The present invention relates generally to hardened shelters that protect above-ground structures from blast, storm, wind, fire, earthquake and other physical hazards. More particularly, the invention relates to such shelters that can be erected on-site by assembly of factory prefabricated, modular components. In some versions, camouflage and concealment of entryways into the shelters is provided to prevent unauthorized access or tampering with the above-ground structures within the shelters.
2. Background Art
Examples of above-ground structures that may be sheltered from blast, storm, wind, fire, earthquake and other natural hazards, as well as from attacks by military or terrorist organizations, include the following: oil pipeline valves; high voltage transformers; storage lockers containing personal items, first aid, medical and emergency food supplies; weapons caches; and battle field command and border security monitoring stations. To adequately protect such above-ground structures, such a shelter needs to be strong, capable of surviving blasts, even bomb blasts, fire-resistant if fire is a recognized hazard at the shelter's location, capable of such strong attachment to a ground surface as not to be dislodged even when subjected to very high wind force, cyclone or tornado, and secured against tampering and/or unauthorized entry by suitable locks, entryways and/or camouflage. Such a shelter should be easily erectable on site by assembling factory-prefabricated, modular components that require a minimum amount of materials to achieve the required strength, blast-resistance and other goals listed above. In the event an above-ground structure is expanded over a larger area of ground surface, the surrounding shelter should be easily expandable to accommodate the new, larger, above-ground structure by adding additional, modular components to the shelter.

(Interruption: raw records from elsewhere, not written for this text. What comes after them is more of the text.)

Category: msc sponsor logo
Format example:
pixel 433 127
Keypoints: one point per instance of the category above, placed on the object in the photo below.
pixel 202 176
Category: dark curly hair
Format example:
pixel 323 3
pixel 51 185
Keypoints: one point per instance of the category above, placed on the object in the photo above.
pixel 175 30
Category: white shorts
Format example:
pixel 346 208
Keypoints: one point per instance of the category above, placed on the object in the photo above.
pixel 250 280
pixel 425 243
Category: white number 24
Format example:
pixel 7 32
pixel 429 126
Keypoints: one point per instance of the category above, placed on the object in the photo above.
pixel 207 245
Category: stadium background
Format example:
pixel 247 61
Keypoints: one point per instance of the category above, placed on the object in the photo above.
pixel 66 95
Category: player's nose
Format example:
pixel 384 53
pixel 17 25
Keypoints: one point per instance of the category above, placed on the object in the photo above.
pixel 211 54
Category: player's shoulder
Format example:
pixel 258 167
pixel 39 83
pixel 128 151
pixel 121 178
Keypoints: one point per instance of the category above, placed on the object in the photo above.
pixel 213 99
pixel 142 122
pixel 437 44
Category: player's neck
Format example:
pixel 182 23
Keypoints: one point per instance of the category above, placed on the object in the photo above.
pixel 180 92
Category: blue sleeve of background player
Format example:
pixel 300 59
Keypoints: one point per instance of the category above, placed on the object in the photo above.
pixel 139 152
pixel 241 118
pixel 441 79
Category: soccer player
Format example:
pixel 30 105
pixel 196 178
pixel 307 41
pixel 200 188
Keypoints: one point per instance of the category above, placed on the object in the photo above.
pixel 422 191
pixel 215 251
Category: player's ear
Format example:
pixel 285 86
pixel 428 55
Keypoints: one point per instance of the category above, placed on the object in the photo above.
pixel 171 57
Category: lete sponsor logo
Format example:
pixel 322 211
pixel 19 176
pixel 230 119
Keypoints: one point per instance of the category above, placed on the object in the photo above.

The present invention assembles a shelter from modular, factory-prefabricated panels to minimize the amount of required materials while at the same time achieving the required strength and other goals, using equilateral triangular panels with attached frame members to form the sides of the shelter. To firmly attach the shelter to a ground surface, the present invention provides anchor assemblies to which lower ends of frame members attach. On-site installation of the shelter includes driving rebar through apertures in the anchor assemblies deep enough below ground to prevent dislodgement by blast or high velocity winds. The anchor assemblies that attach to the frame members include telescopic sections to facilitate installation of the shelter on sloped or uneven ground.
Various attempts have been made prior to the present invention to provide a shelter for above-ground structures and thereby achieve at least some of the above-listed goals. U.S. Pat. No. 490,779 to Zimmerman disclosed a shelter in the form of a rectangular pyramid for protection of a dwelling, barn or other above-ground structure against cyclones, wind, rain, and snow storms. Apertured, anchor irons attached to the four corners of the building were secured underground with stakes.
U.S. Pat. No. 6,151,841 to Green disclosed a prefabricated, portable, tornado shelter assembled from four equilateral triangular sides, a base frame, and a floor, to form a square, pyramid-shaped enclosure with latched doors and Plexiglas® windows. The shelter was held to the ground with four auger bolts.
U.S. Pat. No. 5,867,947 to Holt Hale et al. disclosed a folding pyramidal structure to surround and protect one or several people and bear extreme loads imposed by the collapsing of a building, induced, for example, by seismic waves during an earthquake.
U.S. Pat. No. 1,672,306 to Coupal disclosed a pyramidal tent with a square floor and tetrapod frame. The frame included four corner staffs or legs comprising telescopic sections disposed at the corner angles of the walls of the tent.
U.S. Pat. No.5,400,541 to Ennamorato et al. disclosed a tepee tent for a tripod tree stand comprising a pyramidal tent having a triangular floor providing shelter for hunters and the like, and an upper platform that was supported by the tent and accessible by an external ladder. The tent could be secured to a ground surface by driving stakes into the ground through apertures in retention tabs at the three, lower corners of the tent.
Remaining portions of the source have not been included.